10. yüzyılın sonlarında Gaznelilerin İran’da hakimiyet kurmasından 20. yüzyılın başlarına kadar bu ülkede hakim olan unsur Türkler’di. İran’da Türk hakimiyeti ilk olarak Gazneliler’le başladı. 1040’taki Dandanakan Muharebesi’nden sonra Büyük Selçuklular kısa sürede İran’ın büyük bir bölü­münü ele geçirdiler. Büyük Selçuklulardan sonra İran’da Türk kökenli atabeylikler ve Harizmşahlar hüküm sürdüler. Daha sonra 13. yüzyılın ilk çeyreğinden itibaren Moğol hakimiyeti başladı ve İlhanlı Devleti 14. yüzyılın ortalarında sona erdi. İlhanlılar’ın ardından 100 yıl kadar devam eden Celayirli Dev­leti’nin yerini Muş bölgesinde yaşarlarken İran’a hakim olan Karakoyunlular aldı.

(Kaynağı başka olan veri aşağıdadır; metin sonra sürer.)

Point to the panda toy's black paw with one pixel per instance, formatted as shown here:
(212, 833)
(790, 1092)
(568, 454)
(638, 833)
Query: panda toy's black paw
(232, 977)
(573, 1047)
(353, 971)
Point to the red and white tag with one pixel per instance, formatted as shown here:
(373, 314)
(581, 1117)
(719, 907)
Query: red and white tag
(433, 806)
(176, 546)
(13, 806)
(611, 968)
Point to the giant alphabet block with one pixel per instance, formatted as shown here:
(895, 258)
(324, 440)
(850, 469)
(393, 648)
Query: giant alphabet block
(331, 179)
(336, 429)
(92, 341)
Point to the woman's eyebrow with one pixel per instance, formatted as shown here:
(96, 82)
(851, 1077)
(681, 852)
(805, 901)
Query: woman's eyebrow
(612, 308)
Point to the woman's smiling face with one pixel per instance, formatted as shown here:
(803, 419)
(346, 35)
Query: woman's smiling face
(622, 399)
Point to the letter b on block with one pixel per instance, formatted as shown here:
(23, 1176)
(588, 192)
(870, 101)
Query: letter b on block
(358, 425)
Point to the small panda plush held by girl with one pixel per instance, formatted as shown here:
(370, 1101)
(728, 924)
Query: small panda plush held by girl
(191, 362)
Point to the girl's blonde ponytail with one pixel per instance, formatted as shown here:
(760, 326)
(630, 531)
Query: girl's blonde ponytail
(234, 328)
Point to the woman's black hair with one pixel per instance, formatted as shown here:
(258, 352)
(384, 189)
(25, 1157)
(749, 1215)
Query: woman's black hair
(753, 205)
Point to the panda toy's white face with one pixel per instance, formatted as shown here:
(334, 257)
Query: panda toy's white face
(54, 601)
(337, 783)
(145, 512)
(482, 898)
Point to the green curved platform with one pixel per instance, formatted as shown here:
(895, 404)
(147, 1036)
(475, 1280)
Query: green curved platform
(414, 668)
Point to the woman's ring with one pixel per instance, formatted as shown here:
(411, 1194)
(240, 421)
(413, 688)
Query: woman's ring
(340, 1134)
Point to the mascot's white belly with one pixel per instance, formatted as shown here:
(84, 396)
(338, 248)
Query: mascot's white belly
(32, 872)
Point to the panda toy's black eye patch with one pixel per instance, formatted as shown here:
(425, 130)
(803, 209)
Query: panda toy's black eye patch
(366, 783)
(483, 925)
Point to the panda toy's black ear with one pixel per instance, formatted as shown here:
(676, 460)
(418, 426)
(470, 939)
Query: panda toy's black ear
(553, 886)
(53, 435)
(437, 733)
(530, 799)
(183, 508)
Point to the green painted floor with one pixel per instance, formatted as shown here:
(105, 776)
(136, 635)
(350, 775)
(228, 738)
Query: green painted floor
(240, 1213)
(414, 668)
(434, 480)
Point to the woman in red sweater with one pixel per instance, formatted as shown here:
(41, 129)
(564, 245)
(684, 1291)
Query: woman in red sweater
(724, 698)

Büyük bir imparatorluk kuran Timur, 14. yüzyılın sonla­rında İran’ı da ele geçirdi. Timurlu hakimiyeti 15. yüzyılın ortalarında Karakoyunlular tarafından sona erdirildi. Karakoyunlular’ın İran’daki hakimiyetlerine de 1467’de Diyar­bakır bölgesinde yaşayan Akkoyunlu Türkmenleri son verdi. Akkoyunlu Devleti de yine Anadolu’dan giden Türkmen aşi­retleri tarafından sona erdirildi. 1501’de İran’da Safevi Devleti kuruldu. Safevi Devleti, 1736’da sona erdi ve İran’da başka bir Türk boyunun, Avşarlar’ın hakimiyeti başladı. Nadir Şah’ın ölümünden sonra Avşarların yerini, Lur asıllı Zend hanedanı aldı. 18. yüzyılın sonlarında İran’a yine bir Türk boyu olan Kaçarlar hakim oldu. 1921’de İran’da bir darbe ile yönetimi ele geçiren Rıza Şah Pehlevi’nin kendisini 1925’te şah ilân etme­siyle İran’da Türk hakimiyeti sona erdi.

İRAN’LA YAPILAN SAVAŞLAR BİZE PAHALIYA MAL OLDU

16. yüzyılın başlarında, İran’da Safevi Devleti’nin tarih sahnesine çıkması ve batıdaki Osmanlı topraklarına yönelik birtakım faaliyetlere girişmesinden sonra ilk Osmanlı-Safevi karşılaşması 1514’te Çaldıran Ovası’nda meydana gelmiş ve savaşı Osmanlılar kazanmıştı. Ancak bu muharebe ne kazanan ne de kaybeden taraf için tam bir son teşkil etmedi. Yavuz Sultan Selim, saltanat müddeti boyunca ikinci bir seferle Safeviler’i yok etmek istediyse de ömrü buna vefa etmedi. Ka­nuni Sultan Süleyman, 1533-1534 Irakeyn Seferi’yle başta Bağdat olmak üzere Kuzey ve Orta Irak’ı, 1548-1549’da Azer­baycan Seferi’yle Van ve Urmiye gölleri arasındaki bölgeyi, 1553-1555’te de Nahcivan Seferi’yle Kars ile Arpaçay’a kadar uzanan sahayı Osmanlı topraklarına kattı. 1555’teki Amasya Anlaşması’yla iki devlet arasındaki çatışmalar bir süre durdu.

İran’ı uzun süreden beri idare eden Şah Tahmasb’ın 1576’da ölmesinden sonra ortaya çıkan taht kargaşasından istifade etmek isteyen Osmanlılar, İran topraklarına girdiler. 1578’de başlayan mücadele aralıklarla 1639’a kadar sürdü ve Osmanlı açısından büyük bir getirisi olmadığı gibi devlete büyük zararlar verdi. Özellikle 30 Yıl savaşları döneminde (1618-1639) Avusturya çok zor durumdaydı ve Osmanlı üzerine yürümesin diye her türlü diplomatik manevrayı yapıyordu. Bu dönemde İran’la çatışma Osmanlı’nın Avrupa’da ilerlemesine engel olmuştur.